The movie features two of those songs very close to each other. The opening credits – featuring Magic by Pilot. Then You Really Got Me by The Kinks, except this version being sung by two of the cast. It’s a fun take on the song, and in just that scene the character of all the cast is present.

Another show of character is the flashback/dream sequence to before evil’s escape, with all the characters enjoying themselves on a sunny day, as Mr. Blue Sky by ELO plays. It was this song and this scene together that my love for ELO started, as I’d always be associating that song with this movie and specifically that scene. The scene captures the contrast between the two times perfectly, and is one I always remember fondly.

I Love To Boogie by T.Rex being a part of the end battle shows that this is about as light-hearted a story as you can get – even with the end of the world villain plan.
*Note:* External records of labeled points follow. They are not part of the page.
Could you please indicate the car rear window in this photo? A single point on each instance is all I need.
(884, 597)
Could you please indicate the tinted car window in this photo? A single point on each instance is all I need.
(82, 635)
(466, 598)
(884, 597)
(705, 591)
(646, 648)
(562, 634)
Oh, there are parts where it takes itself serious to allow the characters to express themselves in the situation, but this isn’t supposed to be a dark tale.

Dougal is the star. The catalyst of the plot. And a loveable dog who learns a lesson – sort of. Then there’s Ermintrude, the singing cow who sees herself as a sensational star – even if all but one disagree. Brian might be a snail, but he’s a brave fellow even if he fumbles with expressing his feelings of love. Dylan is my second favourite of the cast, the carefree rabbit who keeps his cool no matter the situation.

Also a part of the cast are Zebedee, Florence, the other two children – named Basil and Coral here, along with Mr Rusty – the faithful roundabout operator. Only Zebedee – the jack-in-the-box creature – has any importance, with the others being trapped on the roundabout for most of the movie when it becomes encased in ice. The humans serve the story of being those characters our heroes are rescuing, adding flavour to the dream sequence with Florence also being a part of Dougal’s nightmare when all looks lost.

These characters are another of the reasons this became a favourite of mine. There’s plenty of end of the world scenarios in a variety of movies so the characters really have to sell it. Since there’s something to like about all of them, it works. The third reason would be the references it makes [which were boosted to a massive degree in the American version which from what I understand took over the entire movie] and the well-executed jokes.

Yes, it’s very Saturday-morning-cartoonish, and in a way feels more like set-pieces of such cartoons than an actual self-contained movie, though I certainly love how Zeebad is the epitome of such cartoons. His plan, his emotions, and even personality match the villains found in such cartoons. However, it has the perfect blend of music and character, and the action scenes are still well crafted.

It might not be one of the greatest movies around, but for the experience it has given me and the introduction to several things – ‘cus, hey, I sure did look back on the history of The Magic Roundabout series and take an interest in it after this movie – it holds a place as one of those greats for me.